The rendering of judgment upon unchallenged findings is in the nature of a ministerial act. If, by assigning the rendering of a particular judgment as the ground of error, a review can be had of the correctness of findings of fact or conclusions of law, then it is difficult to see why there should ever be but a single assignment of error, alleging as the ground of error the action of the court in rendering the judgment. If a particular finding of fact or conclusion of law may be reviewed under such an assignment of error, why not any and all of the rulings or actions of the court during the entire progress of a trial?

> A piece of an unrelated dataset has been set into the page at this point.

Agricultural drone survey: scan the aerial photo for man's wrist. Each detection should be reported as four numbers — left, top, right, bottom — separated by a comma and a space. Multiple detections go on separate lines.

With respect to the question sought to be presented, if this court should take jurisdiction and should conclude that the effect of the evidence was to charge the defendants with constructive knowledge of the lien through which plaintiff deraigned her title, such conclusion would be in conflict with that of the trial court expressed in paragraph 15 of the conclusions of fact and law to the effect that the "defendants had no actual knowledge or any knowledge that the plaintiff claimed any lien on the land," etc. (Italics ours.) If the defendants "had no actual knowledge or any knowledge," that must be a conclusion that they had no constructive knowledge or notice. Such conclusion, whether one of fact or law, is immaterial here, was not the ground of error in any assignment of error. If the judgment is to be held erroneous, the said conclusion was erroneous. But the statute says, in effect, that any error in the conclusion would, by failure not to assign it as error, be waived. If the assignments in question are held sufficient, the result is a nullification of the waiver declared by the statute.